A Sri Lankan Tamil woman and child look on in the eastern town of Muttur on August 22, 2015. Sri Lankan President Maithripala Sirisena visited the region to return land to some 205 families whose properties were occupied by security forces during the Tamil separatist war that ended in May 2009.
Many Tamils are still homeless after the war - countless others are missing
BBC
21 October 2015
A government-appointed Sri Lankan judge says allegations the army committed war crimes during the long conflict with Tamil Tiger rebels are "credible".
He was leading the first government inquiry into the atrocities, one month after the UN released its own findings.
President Maithripala Sirisena has pledged a truth and reconciliation commission to investigate further but resists calls for a foreign inquiry.
The 26-year war left at least 100,000 people dead.
The UK's Channel 4 and the UN have documented numerous atrocitiescommitted during the war, with one investigation saying up to 40,000 people may have been in killed in the final five months alone.
Others suggest the number of deaths could be even higher.

'White Flag' case

The government tabled retired judge Maxwell Paranagama's finding in a report to parliament on Tuesday.
The judge said there were "credible allegations which... may show that some members of the armed forces committed acts during the final phase of the war that amounted to war crimes giving rise to individual criminal responsibility".
He went to say there was evidence to suggest that footage obtained by the Channel 4 documentary No Fire Zone - showing prisoners naked, blindfolded, with arms tied and shot dead by soldiers - was genuine.
Sri Lanka's military at the time had dismissed the documentary as a fabrication.
The Paranagama commission also said a case involving the killing of the top Tamil Tiger political leadership in May 2009 - known as the "White Flag" case - should be investigated.

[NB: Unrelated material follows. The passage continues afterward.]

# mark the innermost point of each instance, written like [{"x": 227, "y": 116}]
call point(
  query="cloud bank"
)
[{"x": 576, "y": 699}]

He called on the government to set up an internationally-backed judicial inquiry, which was also recommended in the UN report in September.
Sri Lankan troops after capturing the last patch of coastline in the Mullaittivu district held by the Tamil Tigers (May 2009)
Both the army and Tamil Tiger rebels are accused of committing war crimes at the end of the war in 2009
The first government-led inquiry into the allegations was commissioned in 2013 by then-President Mahinda Rajapakse, who oversaw the final push against the rebels in 2009.
Mr Rajapaksa has always denied his troops committed war crimes, and resisted international inquiries.
The UN's long-awaited report accused both sides of atrocities, especially during the final stages of the war in 2009.
Its main findings include:
  • numerous unlawful killings between 2002 and 2011, allegedly by both sides
  • enforced disappearances affecting tens of thousands over decades
  • the "brutal use of torture" by security forces, in particular during the immediate aftermath of the conflict
  • extensive sexual violence against detainees by the security forces "with men as likely to be victims as women"
  • forced recruitment of adults and children by the rebels, particularly towards the end of the conflict
The final months of the war saw hundreds of thousands of Tamil civilians trapped in territory held by the Tamil Tigers (LTTE) in the north-east.
While government forces were accused of indiscriminate shelling leading to massive casualties, the Tamil Tiger rebels were alleged to have used civilians as human shields and shot people trying to escape.
Allegations persist to this day that the army killed rebel leaders and others after they surrendered or were captured - and the UN admitted in 2012 that it could and should have done more to protect civilians.
As well as the thousands of Tamils who died in the final battles near Mullaitivu, many others are still missing.